Today was the first day of the mandatory orientation that all 1L's have to attend. It was fairly dull, because I had heard it all before. But the highlight of the day was definitely listening to Prof. Gey expound upon Roe v. Wade. Roe was actually a lot of fun to read. Contrary to wingnut doctrine, I don't think it was poorly decided at all (but I would say that Rehnquist's dissent was awful). Roe cited numerous precedents that gave support to a right of privacy found in numerous amendments to the U.S. Constitution and the Bill of Rights. Also, to some surprise, I realized that the case did not define abortion as an absolute right for women. In fact, the court claimed that when the state has a "compelling interest" to regulate abortion (either to protect women from unsafe abortion practices or to preserve the a potential human life in the form of a "viable" fetus) it may do so. Great stuff, and Gey's lecture was amazing and showed just how much settled law would have to be overturned should Roe be overturned on the basis that there is no right to privacy in the Consitution. I even got to speak to Prof. Gey after the lecture. I probably sounded like a drooling fan boy backstage at a Kiss concert, but he really is the superstar attorney at the school.
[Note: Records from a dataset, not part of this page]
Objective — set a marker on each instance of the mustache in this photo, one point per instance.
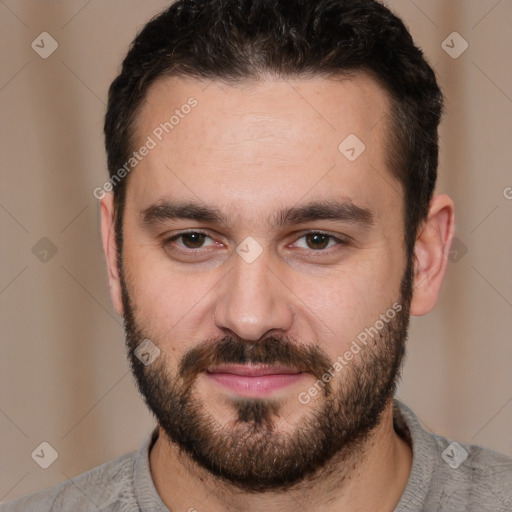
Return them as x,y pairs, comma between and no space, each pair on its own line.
269,351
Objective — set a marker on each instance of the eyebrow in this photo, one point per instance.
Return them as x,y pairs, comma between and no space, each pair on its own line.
342,211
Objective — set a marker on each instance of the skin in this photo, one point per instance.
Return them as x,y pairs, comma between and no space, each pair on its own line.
249,150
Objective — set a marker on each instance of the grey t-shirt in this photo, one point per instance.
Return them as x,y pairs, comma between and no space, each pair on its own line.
445,477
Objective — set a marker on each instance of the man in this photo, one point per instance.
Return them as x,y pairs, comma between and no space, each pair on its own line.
269,225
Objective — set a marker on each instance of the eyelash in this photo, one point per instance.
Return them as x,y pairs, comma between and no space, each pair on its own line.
166,242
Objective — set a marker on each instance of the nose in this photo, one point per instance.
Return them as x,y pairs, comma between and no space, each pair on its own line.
252,300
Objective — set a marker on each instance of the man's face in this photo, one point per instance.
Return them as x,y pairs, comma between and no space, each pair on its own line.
251,311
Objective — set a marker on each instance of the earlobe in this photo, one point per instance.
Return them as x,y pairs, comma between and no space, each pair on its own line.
431,254
110,249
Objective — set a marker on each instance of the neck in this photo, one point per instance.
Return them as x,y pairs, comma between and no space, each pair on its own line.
373,478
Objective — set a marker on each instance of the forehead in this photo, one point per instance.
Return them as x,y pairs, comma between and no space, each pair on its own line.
261,143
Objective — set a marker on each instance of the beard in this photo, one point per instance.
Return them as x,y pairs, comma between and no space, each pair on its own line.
251,453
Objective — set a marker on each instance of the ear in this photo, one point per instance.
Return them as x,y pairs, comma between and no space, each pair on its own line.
431,254
110,249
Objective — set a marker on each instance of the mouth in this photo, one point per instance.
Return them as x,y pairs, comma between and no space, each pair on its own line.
254,380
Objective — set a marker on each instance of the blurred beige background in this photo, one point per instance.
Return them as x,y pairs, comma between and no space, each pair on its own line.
64,378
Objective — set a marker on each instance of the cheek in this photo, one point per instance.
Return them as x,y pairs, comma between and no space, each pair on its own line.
340,306
169,303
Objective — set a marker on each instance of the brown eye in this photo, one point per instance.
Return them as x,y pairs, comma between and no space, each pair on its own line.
193,240
317,241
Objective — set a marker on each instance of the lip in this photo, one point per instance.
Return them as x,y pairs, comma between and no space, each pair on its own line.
254,380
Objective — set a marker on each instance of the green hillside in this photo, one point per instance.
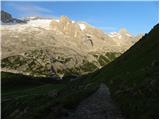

Gotta go eat cake, so take care.
posted by sohei @ 8:59 PM | what? 1 | permalink 
Hell Week
Monday, August 21, 2006
Our little baptism of fire at the law school ends tomorrow. We took a mock exam for the Dean's property class this morning. I was able to write a lot, but I wasn't find an argument that would let me cite Goddard v. Winchell, which seemed to be the Dean's favorite case. We get our grades back tomorrow, and I'm as nervous as if it were a real test. Here's the kicker, we don't get a letter grade. We get a 1, 2, or 3 indicating whether we scored in the top, middle, or bottom third of the class. I didn't employ the IRAC formula, and I think that will count against me. I hoping for a 2.

We got back a few hours ago from the Dean's reception at his house. Many of the professors strike me as being quite young. It's a little to go back to school when most of your professors are only a few years older than you are. I'm accustomed to my old school days when every professor was 20+ years older than me. A difference in perception, I guess. Your professors don't seem as infallable and awesome when they are closer to your own age.

I just finished my memo assignment. Tomorrow should be an easy day, followed by two more days of mandatory orientation that all 1L's have to attend.

I really wish I could focus on law school and dive into it, but having these two fucking houses is worrying me sick. The sooner we can sell el money pit in St. Pete, the better. It's giving me an ulcer.
posted by sohei @ 10:43 PM | what? 0 | permalink 
Thursday, August 17, 2006
Well, I've had my first taste of law school. I think this is going to be a pretty interesting experience. All the second-hand stories about how hard it is and how much work there is don't really sink in until you experience it first hand. This week I'm taking two "sample" classes - one in Property and one in Legal Writing. I'm not at all worried about the writing class, but the Property one has me freaked out. And it's not even a real class! The exam is on Monday and I feel as stressed as I would if this were a real final.

Other than school, things are going well. Still haven't sold the Pinellas Park house. But the Tally house is great (though I still need to make an effort to meet the neighbors). We've had barbeques and Brumby loves his yard. I had to spray it for bugs though, because it is in need of some serious greenthumbery.
posted by sohei @ 4:36 PM | what? 0 | permalink 
Busy, busy, busy
Tuesday, August 15, 2006
I've never been this damn busy in my entire life. Friday - work, pick-up Uhaul, start moving. Sat - Finish moving, drive to Tally, unload. Sun. - Finish unloading, drive back to Tally to pick up second car, clean old place, sleep on floor with towel for blanket. Mon - Drive back to Tally, spend too much at Wal-Mart, drive around in vain looking for cafe with wireless open after 6:00, BBQ! Tues - Deal with nonsense.

So, that's the iterinerary. I'm this busy and law school hasn't even started yet. So, not much to report. We don't have internet at the old homestead, so I'm in Panera and they're probably going to kick me out soon. So, what's going on out there? I've had no contact with news of any kind.